Types of Geo-Experiments
Hold-out Tests
Reduce or Completely stop spending in test regions
Measures baseline contribution of channel
Best for validating channel incrementality
Compare Decrease in Spend to Decrease in Revenue
Scale-up Tests
Increase spending in test regions
Measures potential for growth
Best for testing saturation points
Compare increase in spend to increase in revenue
New Channel Tests
Test new channel in specific regions
Measures incremental impact of new activity
Best for validating expansion plans
Compare increase in spend to increase in revenue
Design Parameters
Duration: Typically 14-21 days minimum
Budget: Determined by the expected lift and ROI
Geography Selection: Algorithm selects regions to create comparable test/control groups
Expected Lift: Minimum detectable effect needed for statistical significance
Channel-Specific Considerations
When testing upper-funnel activities (e.g., Meta Awareness, YouTube), consider the delayed effect:
Example Scenario:
Test Duration: 3 weeks
Channel’s Known Lag Effect: 2 weeks
Analysis Approach:
First Analysis: At the end of 3-week test period
Final Analysis: At 5 weeks (3 weeks test + 2 weeks lag)

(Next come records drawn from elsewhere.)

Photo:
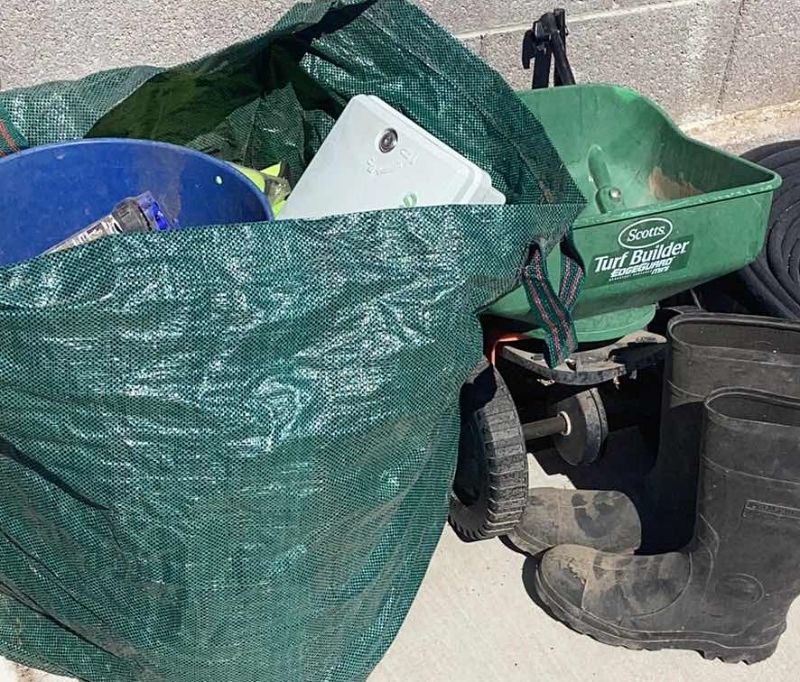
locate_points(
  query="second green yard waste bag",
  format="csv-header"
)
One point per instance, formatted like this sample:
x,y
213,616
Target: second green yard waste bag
x,y
226,452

This ensures we capture the full impact, including delayed conversions
This is particularly important for:
Brand awareness campaigns
Video advertising
Content marketing
Other upper-funnel activities with known lag effects
Understanding Expected Lift
The expected lift shown in the experiment design represents:
The minimum change needed to validate the input ROI assumption
NOT a prediction of actual results
A threshold for statistical significance
Calculated based on:
Input ROI/ROAS
Historical performance
Geographic variance
Test duration
Example:
If input ROAS = 10 Expected Lift = -5% This means: To validate a ROAS of 10, we need to see at least a 5% reduction in revenue when reducing spend. If we see less impact, it indicates the actual ROAS is lower than 10.
When designing the experiment, the initial estimate we input for iROAS or CPIC sets the lower bound of what we expect to detect. For example, if we input an iROAS of 10 and the experiment requires a minimum detectable lift of $10,000 to be statistically significant, the required investment would be $1,000. This $1,000 would theoretically return 10× its value, providing the minimum detectable lift needed. However, if we overestimated the iROAS and the actual value is only 2, our spend wouldn't generate enough lift to reach the detection threshold, causing the experiment to fail.